"A Million Ways to Die in the West" is pretty deadly in its own right
For most of his show business career, Seth MacFarlane has kept hidden behind the animated creations of "Family Guy" and "Ted." Recently, however, he's tried stepping out from his cartoon or CG creations in the hopes of making a bigger, broader career for himself. So far, the results have been mixed.
His Oscar hosting gig – an uneasy, fitfully amusing blend of Hollywood pomp and regality with his less-than-reverent "Family Guy" comedic stylings – put him on the receiving end of the annual chorus of "worst Academy Awards host ever." And now, with his raunchy and crude – but mostly just rude – new western comedy "A Million Ways to Die in the West," MacFarlane might be happy to let his animated creations take the helm once again.

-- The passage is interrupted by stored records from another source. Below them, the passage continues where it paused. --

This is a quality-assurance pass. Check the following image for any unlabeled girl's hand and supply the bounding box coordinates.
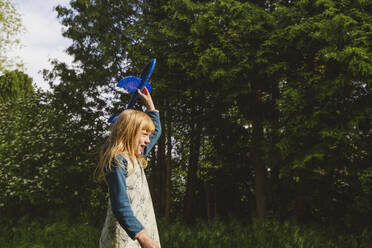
[136,230,160,248]
[137,87,157,111]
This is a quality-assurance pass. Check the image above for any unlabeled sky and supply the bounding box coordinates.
[8,0,72,90]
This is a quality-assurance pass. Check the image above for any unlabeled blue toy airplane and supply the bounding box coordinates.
[108,58,156,123]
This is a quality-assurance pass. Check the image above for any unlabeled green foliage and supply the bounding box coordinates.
[37,0,372,229]
[0,91,105,221]
[0,70,33,103]
[0,219,372,248]
[0,0,23,73]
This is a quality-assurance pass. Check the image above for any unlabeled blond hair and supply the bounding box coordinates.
[95,109,155,181]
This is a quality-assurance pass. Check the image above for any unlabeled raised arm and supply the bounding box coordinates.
[106,156,144,239]
[137,87,161,157]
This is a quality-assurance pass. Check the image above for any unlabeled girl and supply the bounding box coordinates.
[96,88,161,248]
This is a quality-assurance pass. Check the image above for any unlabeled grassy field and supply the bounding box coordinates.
[0,216,372,248]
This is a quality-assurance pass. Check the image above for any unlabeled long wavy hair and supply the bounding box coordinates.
[95,109,155,181]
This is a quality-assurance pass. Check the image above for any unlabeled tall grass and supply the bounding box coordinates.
[0,216,372,248]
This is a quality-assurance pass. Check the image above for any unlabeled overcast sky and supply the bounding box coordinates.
[9,0,72,89]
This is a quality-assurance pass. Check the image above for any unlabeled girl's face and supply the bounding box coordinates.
[136,129,151,154]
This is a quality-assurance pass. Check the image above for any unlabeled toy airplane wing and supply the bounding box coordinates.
[117,76,152,93]
[108,58,156,123]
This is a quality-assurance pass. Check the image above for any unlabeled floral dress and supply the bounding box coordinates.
[100,154,160,248]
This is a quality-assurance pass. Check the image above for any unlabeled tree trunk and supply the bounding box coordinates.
[252,87,266,219]
[164,107,172,218]
[157,105,166,216]
[184,100,201,223]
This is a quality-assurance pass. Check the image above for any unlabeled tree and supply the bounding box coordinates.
[0,70,33,103]
[268,1,372,223]
[0,90,105,221]
[0,0,23,73]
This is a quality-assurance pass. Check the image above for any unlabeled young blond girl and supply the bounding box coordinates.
[96,88,161,248]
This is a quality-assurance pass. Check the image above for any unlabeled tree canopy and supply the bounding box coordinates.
[0,0,23,73]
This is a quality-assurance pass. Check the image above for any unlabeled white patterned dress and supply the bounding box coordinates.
[100,156,160,248]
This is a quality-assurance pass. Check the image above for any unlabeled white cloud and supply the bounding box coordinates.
[9,0,72,89]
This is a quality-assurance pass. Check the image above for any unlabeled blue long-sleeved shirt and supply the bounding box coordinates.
[106,112,161,239]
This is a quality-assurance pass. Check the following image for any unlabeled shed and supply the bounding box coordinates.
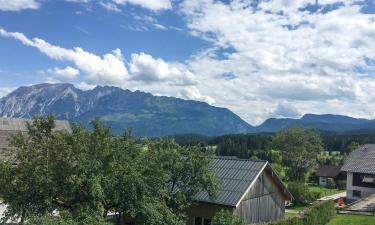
[315,165,342,187]
[341,144,375,200]
[187,157,292,225]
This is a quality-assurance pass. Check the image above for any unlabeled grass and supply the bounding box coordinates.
[285,206,308,219]
[327,215,375,225]
[309,186,345,197]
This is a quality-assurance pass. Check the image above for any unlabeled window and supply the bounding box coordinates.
[353,173,375,188]
[203,219,211,225]
[353,190,361,198]
[194,217,211,225]
[194,217,203,225]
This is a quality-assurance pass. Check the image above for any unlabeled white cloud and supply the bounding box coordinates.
[0,87,16,98]
[270,102,301,118]
[113,0,172,11]
[130,52,197,86]
[180,0,375,124]
[0,28,128,85]
[99,1,121,12]
[178,87,215,105]
[0,0,40,11]
[39,66,79,83]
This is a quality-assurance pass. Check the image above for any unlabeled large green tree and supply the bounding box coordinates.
[0,117,216,225]
[272,126,323,182]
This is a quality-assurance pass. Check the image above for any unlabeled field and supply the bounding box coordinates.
[327,215,375,225]
[285,206,308,218]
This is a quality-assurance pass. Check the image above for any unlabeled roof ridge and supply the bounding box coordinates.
[214,156,268,162]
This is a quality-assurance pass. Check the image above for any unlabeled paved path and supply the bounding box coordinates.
[347,194,375,213]
[318,191,346,201]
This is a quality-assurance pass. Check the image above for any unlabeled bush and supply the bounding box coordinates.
[288,182,321,205]
[25,215,113,225]
[269,201,336,225]
[211,210,246,225]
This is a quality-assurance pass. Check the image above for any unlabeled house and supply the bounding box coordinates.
[187,157,292,225]
[341,144,375,200]
[0,118,71,159]
[315,165,343,187]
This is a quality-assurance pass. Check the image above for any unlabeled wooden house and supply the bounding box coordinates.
[341,144,375,201]
[315,165,343,187]
[187,157,292,225]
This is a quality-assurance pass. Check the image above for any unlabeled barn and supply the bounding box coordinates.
[186,157,293,225]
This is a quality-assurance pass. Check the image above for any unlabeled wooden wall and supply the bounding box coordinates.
[235,170,285,223]
[186,203,234,225]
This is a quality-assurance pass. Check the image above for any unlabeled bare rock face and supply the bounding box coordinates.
[0,84,254,136]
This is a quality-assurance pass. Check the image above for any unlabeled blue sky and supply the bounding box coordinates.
[0,0,375,124]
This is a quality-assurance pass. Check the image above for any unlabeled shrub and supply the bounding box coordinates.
[288,182,321,205]
[269,201,336,225]
[25,215,112,225]
[211,210,246,225]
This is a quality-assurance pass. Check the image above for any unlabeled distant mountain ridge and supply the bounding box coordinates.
[0,84,375,137]
[256,114,375,132]
[0,84,254,136]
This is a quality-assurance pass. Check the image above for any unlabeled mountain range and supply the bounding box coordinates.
[0,84,254,136]
[0,84,375,137]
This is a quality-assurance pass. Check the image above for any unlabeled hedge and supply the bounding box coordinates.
[269,201,336,225]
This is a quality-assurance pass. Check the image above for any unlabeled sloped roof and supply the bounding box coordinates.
[194,157,292,207]
[341,144,375,174]
[0,118,71,153]
[315,165,341,177]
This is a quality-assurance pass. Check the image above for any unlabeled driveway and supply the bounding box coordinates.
[347,194,375,213]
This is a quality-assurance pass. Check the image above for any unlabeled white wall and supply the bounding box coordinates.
[346,172,375,200]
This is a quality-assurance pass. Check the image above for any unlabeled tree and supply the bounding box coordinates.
[0,117,216,225]
[211,210,246,225]
[346,141,359,155]
[272,127,323,181]
[288,182,321,206]
[0,116,56,224]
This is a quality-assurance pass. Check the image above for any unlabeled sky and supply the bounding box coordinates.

The real killjoy at the heart of the film, however, isn't its star but its script (co-written by its star, so he's not off the hook yet). Instead of bringing out MacFarlane's better instincts – the ones that made "Ted" a rather raucously funny and occasionally sweet comedy – the screenplay indulges him in the worst aspects of a poor "Family Guy" episode.
Albert (MacFarlane) is a cowardly sheep farmer living with his grumbling parents in the 1882 American frontier. He's a weakling, but he's got strong feelings on one main point: the West. It's awful. It's filled with disease, wild nature and murderers, and if none of those manage to put you in an early grave, the town doctor – using miracle cures like pecking blue jays – will finish the job. Why is Albert so much more knowledgeable and advanced than everyone else? The script never says, but I hope you like this joke about the West being a dangerous place because it's one of the few it has to offer.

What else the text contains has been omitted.